Top positive review
8 people found this helpful
Python (but really Pandas) for Data Analysis
on 16 May 2014
Python has an especially strong and widespread usage in scientific/engineering/data-analysis computing. Until a few years ago, an important tool that was missing from python was the ability to handle a so-called "data-frame", which in very basic terms is a spreadsheet-like data structure that contains heterogeneous data types in its columns (this type of structure is a main component of, for example, the R programming language for statistical computing). Around 4 years ago, this and related data-structures, and a great big set of tools for working with them, were provided by the pandas library and now pandas is *the* vital component for doing data-analysis in python.

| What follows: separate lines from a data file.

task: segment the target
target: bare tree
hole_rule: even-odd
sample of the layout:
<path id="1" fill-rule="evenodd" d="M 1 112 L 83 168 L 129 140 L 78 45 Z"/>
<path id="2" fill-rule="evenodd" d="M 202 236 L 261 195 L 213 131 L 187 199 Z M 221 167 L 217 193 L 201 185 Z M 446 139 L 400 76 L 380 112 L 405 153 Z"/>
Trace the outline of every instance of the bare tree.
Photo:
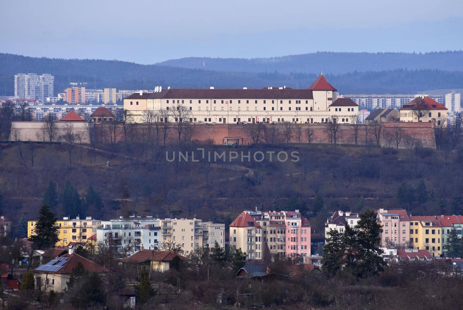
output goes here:
<path id="1" fill-rule="evenodd" d="M 325 125 L 324 131 L 331 141 L 331 143 L 336 144 L 336 139 L 338 138 L 338 132 L 339 130 L 341 125 L 337 121 L 336 118 L 331 116 L 328 119 L 328 124 Z"/>
<path id="2" fill-rule="evenodd" d="M 295 126 L 294 130 L 296 136 L 297 137 L 297 143 L 300 143 L 300 137 L 302 135 L 302 127 L 300 124 L 297 124 Z"/>
<path id="3" fill-rule="evenodd" d="M 277 125 L 275 123 L 272 123 L 270 125 L 269 132 L 270 133 L 272 145 L 273 145 L 273 142 L 275 140 L 275 137 L 280 133 L 280 128 L 278 127 L 278 125 Z"/>
<path id="4" fill-rule="evenodd" d="M 175 129 L 178 134 L 178 143 L 180 143 L 181 139 L 181 132 L 189 123 L 191 112 L 183 105 L 178 104 L 172 106 L 171 113 L 175 123 Z"/>
<path id="5" fill-rule="evenodd" d="M 403 130 L 402 130 L 402 127 L 396 125 L 392 127 L 392 132 L 395 137 L 395 148 L 399 149 L 399 144 L 400 144 L 400 141 L 402 140 L 402 134 L 403 133 Z"/>
<path id="6" fill-rule="evenodd" d="M 350 118 L 350 128 L 354 133 L 354 140 L 355 141 L 355 147 L 357 147 L 358 139 L 358 130 L 360 129 L 360 118 L 358 115 L 354 115 Z"/>
<path id="7" fill-rule="evenodd" d="M 309 145 L 310 145 L 313 140 L 313 134 L 314 133 L 315 130 L 313 130 L 313 128 L 310 128 L 310 125 L 306 127 L 306 136 L 307 136 L 307 141 L 309 143 Z"/>
<path id="8" fill-rule="evenodd" d="M 53 142 L 56 132 L 56 115 L 49 113 L 44 118 L 44 126 L 50 142 Z"/>
<path id="9" fill-rule="evenodd" d="M 285 123 L 282 127 L 283 136 L 286 138 L 286 143 L 291 143 L 291 138 L 294 135 L 294 127 L 289 122 Z"/>
<path id="10" fill-rule="evenodd" d="M 252 140 L 252 143 L 257 144 L 262 139 L 264 133 L 263 125 L 260 124 L 249 124 L 244 126 L 245 131 Z"/>
<path id="11" fill-rule="evenodd" d="M 74 132 L 74 125 L 72 123 L 68 123 L 63 127 L 63 134 L 61 138 L 68 144 L 68 154 L 69 155 L 69 167 L 72 167 L 72 150 L 75 143 L 75 135 Z"/>
<path id="12" fill-rule="evenodd" d="M 384 129 L 382 122 L 381 121 L 373 121 L 371 127 L 373 130 L 373 134 L 376 138 L 376 145 L 379 145 L 381 140 L 381 134 Z"/>

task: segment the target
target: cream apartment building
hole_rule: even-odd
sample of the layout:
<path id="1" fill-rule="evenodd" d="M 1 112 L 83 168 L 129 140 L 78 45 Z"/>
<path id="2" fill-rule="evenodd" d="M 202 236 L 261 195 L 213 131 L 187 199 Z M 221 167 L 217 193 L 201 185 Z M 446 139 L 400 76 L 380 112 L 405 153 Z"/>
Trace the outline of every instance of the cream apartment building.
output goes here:
<path id="1" fill-rule="evenodd" d="M 432 123 L 435 120 L 437 126 L 445 124 L 448 110 L 427 96 L 418 96 L 399 109 L 401 122 Z"/>
<path id="2" fill-rule="evenodd" d="M 248 260 L 262 259 L 265 246 L 272 254 L 295 258 L 310 256 L 310 233 L 299 210 L 244 211 L 230 225 L 230 242 Z"/>
<path id="3" fill-rule="evenodd" d="M 124 99 L 124 109 L 134 121 L 144 121 L 148 110 L 170 110 L 182 107 L 189 111 L 190 123 L 236 124 L 263 122 L 324 123 L 332 116 L 348 124 L 358 114 L 358 105 L 349 98 L 337 98 L 337 89 L 321 74 L 307 88 L 285 87 L 261 89 L 163 89 L 136 93 Z M 173 116 L 169 122 L 175 122 Z M 165 119 L 163 120 L 166 120 Z"/>

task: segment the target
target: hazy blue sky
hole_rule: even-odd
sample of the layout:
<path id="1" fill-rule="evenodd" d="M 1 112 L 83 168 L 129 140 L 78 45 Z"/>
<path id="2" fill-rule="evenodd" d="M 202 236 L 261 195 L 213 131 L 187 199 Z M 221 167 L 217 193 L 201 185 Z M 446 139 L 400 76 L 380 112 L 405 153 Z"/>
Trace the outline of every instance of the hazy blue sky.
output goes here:
<path id="1" fill-rule="evenodd" d="M 463 0 L 0 0 L 0 52 L 189 56 L 463 49 Z"/>

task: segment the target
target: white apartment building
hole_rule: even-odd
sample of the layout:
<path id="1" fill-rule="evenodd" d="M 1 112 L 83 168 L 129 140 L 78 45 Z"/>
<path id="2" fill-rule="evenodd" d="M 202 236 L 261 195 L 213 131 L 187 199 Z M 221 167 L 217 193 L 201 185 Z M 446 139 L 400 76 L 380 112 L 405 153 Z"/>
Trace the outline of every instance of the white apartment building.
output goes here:
<path id="1" fill-rule="evenodd" d="M 461 106 L 461 94 L 456 93 L 455 91 L 445 94 L 445 107 L 450 112 L 460 113 L 462 109 Z"/>
<path id="2" fill-rule="evenodd" d="M 130 111 L 136 122 L 144 122 L 145 112 L 181 108 L 190 111 L 187 121 L 216 124 L 237 122 L 328 122 L 334 116 L 338 123 L 348 124 L 358 113 L 358 106 L 348 98 L 337 98 L 336 89 L 320 75 L 307 88 L 285 87 L 261 89 L 163 89 L 142 91 L 126 97 L 124 109 Z M 165 121 L 175 122 L 171 115 Z"/>
<path id="3" fill-rule="evenodd" d="M 134 251 L 142 248 L 156 248 L 162 243 L 180 245 L 186 253 L 204 246 L 203 236 L 225 246 L 225 224 L 205 222 L 196 218 L 155 218 L 130 217 L 102 221 L 97 229 L 97 242 L 104 242 L 109 233 L 119 250 L 133 244 Z M 207 232 L 207 234 L 205 232 Z M 210 243 L 209 243 L 210 244 Z M 213 245 L 212 246 L 213 247 Z"/>
<path id="4" fill-rule="evenodd" d="M 105 88 L 103 103 L 116 104 L 117 100 L 116 88 Z"/>
<path id="5" fill-rule="evenodd" d="M 54 96 L 55 77 L 50 74 L 19 73 L 14 75 L 14 97 L 19 99 L 45 101 Z"/>

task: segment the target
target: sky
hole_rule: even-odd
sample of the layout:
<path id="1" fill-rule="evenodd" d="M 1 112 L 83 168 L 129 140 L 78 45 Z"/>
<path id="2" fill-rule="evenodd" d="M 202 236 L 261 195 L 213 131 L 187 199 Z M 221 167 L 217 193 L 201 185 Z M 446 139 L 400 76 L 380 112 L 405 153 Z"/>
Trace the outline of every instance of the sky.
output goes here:
<path id="1" fill-rule="evenodd" d="M 463 50 L 463 0 L 0 0 L 0 52 L 189 56 Z"/>

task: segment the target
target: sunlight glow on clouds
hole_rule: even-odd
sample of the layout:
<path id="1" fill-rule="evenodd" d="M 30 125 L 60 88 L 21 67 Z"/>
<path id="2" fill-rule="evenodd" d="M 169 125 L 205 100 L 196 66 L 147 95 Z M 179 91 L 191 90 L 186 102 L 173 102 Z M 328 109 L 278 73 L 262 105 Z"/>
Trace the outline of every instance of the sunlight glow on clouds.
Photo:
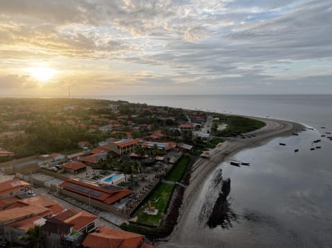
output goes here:
<path id="1" fill-rule="evenodd" d="M 329 0 L 1 1 L 0 88 L 332 93 L 331 23 Z"/>

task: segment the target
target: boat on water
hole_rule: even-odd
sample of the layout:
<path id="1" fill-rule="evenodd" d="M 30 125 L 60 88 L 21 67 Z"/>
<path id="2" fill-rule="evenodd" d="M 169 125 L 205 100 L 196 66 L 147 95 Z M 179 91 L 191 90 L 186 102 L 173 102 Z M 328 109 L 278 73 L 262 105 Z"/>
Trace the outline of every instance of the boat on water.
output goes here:
<path id="1" fill-rule="evenodd" d="M 234 166 L 240 166 L 240 163 L 239 162 L 234 162 L 234 161 L 230 161 L 230 164 L 234 165 Z"/>

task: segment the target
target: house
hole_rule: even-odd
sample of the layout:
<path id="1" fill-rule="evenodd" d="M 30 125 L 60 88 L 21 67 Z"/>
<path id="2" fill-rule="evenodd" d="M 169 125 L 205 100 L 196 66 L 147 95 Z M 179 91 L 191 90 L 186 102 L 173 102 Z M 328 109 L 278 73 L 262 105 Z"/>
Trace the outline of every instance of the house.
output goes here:
<path id="1" fill-rule="evenodd" d="M 82 196 L 84 196 L 88 202 L 96 200 L 107 205 L 119 202 L 132 193 L 128 189 L 109 190 L 74 179 L 67 179 L 59 187 L 63 194 L 80 198 L 81 200 Z"/>
<path id="2" fill-rule="evenodd" d="M 109 145 L 113 151 L 120 155 L 130 154 L 140 141 L 141 139 L 124 139 L 109 143 Z"/>
<path id="3" fill-rule="evenodd" d="M 181 124 L 178 126 L 178 128 L 181 131 L 192 131 L 194 128 L 194 125 L 192 124 Z"/>
<path id="4" fill-rule="evenodd" d="M 89 141 L 81 141 L 77 143 L 78 147 L 82 148 L 82 149 L 84 149 L 85 147 L 90 147 L 92 146 L 92 144 L 90 144 Z"/>
<path id="5" fill-rule="evenodd" d="M 86 171 L 86 165 L 80 162 L 69 162 L 62 164 L 61 167 L 64 169 L 64 171 L 71 174 L 77 174 L 77 173 Z"/>
<path id="6" fill-rule="evenodd" d="M 66 223 L 50 218 L 42 227 L 44 235 L 44 245 L 47 248 L 58 248 L 66 243 L 66 236 L 73 231 L 73 224 Z"/>
<path id="7" fill-rule="evenodd" d="M 19 180 L 12 180 L 0 183 L 0 199 L 9 198 L 20 193 L 25 193 L 30 189 L 31 185 Z"/>
<path id="8" fill-rule="evenodd" d="M 107 124 L 105 126 L 98 127 L 99 131 L 102 132 L 110 132 L 112 131 L 113 126 L 111 124 Z"/>
<path id="9" fill-rule="evenodd" d="M 147 149 L 153 149 L 154 147 L 156 147 L 158 150 L 169 151 L 176 146 L 176 143 L 144 142 L 141 144 L 141 146 L 144 148 L 147 148 Z"/>
<path id="10" fill-rule="evenodd" d="M 49 156 L 49 158 L 51 158 L 53 161 L 64 160 L 64 155 L 61 153 L 51 153 Z"/>
<path id="11" fill-rule="evenodd" d="M 145 242 L 144 236 L 107 227 L 99 227 L 97 231 L 89 233 L 83 241 L 84 248 L 153 248 Z"/>
<path id="12" fill-rule="evenodd" d="M 35 225 L 43 226 L 46 221 L 46 219 L 35 216 L 6 225 L 4 227 L 3 237 L 12 242 L 24 245 L 20 237 L 24 236 L 29 229 Z"/>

This book is really about pandas (the author is the main author of pandas, after all), and less about either numpy or ipython or other tools. I don't mean that as a criticism. It is precisely as it should be. If you are doing strictly data analysis in python, it is pandas primarily that is center stage, with tools like numpy/ipython etc playing supporting roles. What this book does convey, however, is just how well all these tools work together and how they form a big team for scientific/numerical computing in python.
This book is detailed and extensive. It is entirely focused on well thought out follow-along-yourself code examples, and this makes it a remarkable effective way to learn pandas especially, but also to learn more about numpy/ipython/matplotlib etc.
If you do data analysis in python, this book is a must have. It is highly recommended too for anyone doing scientific/numerical computing in python generally.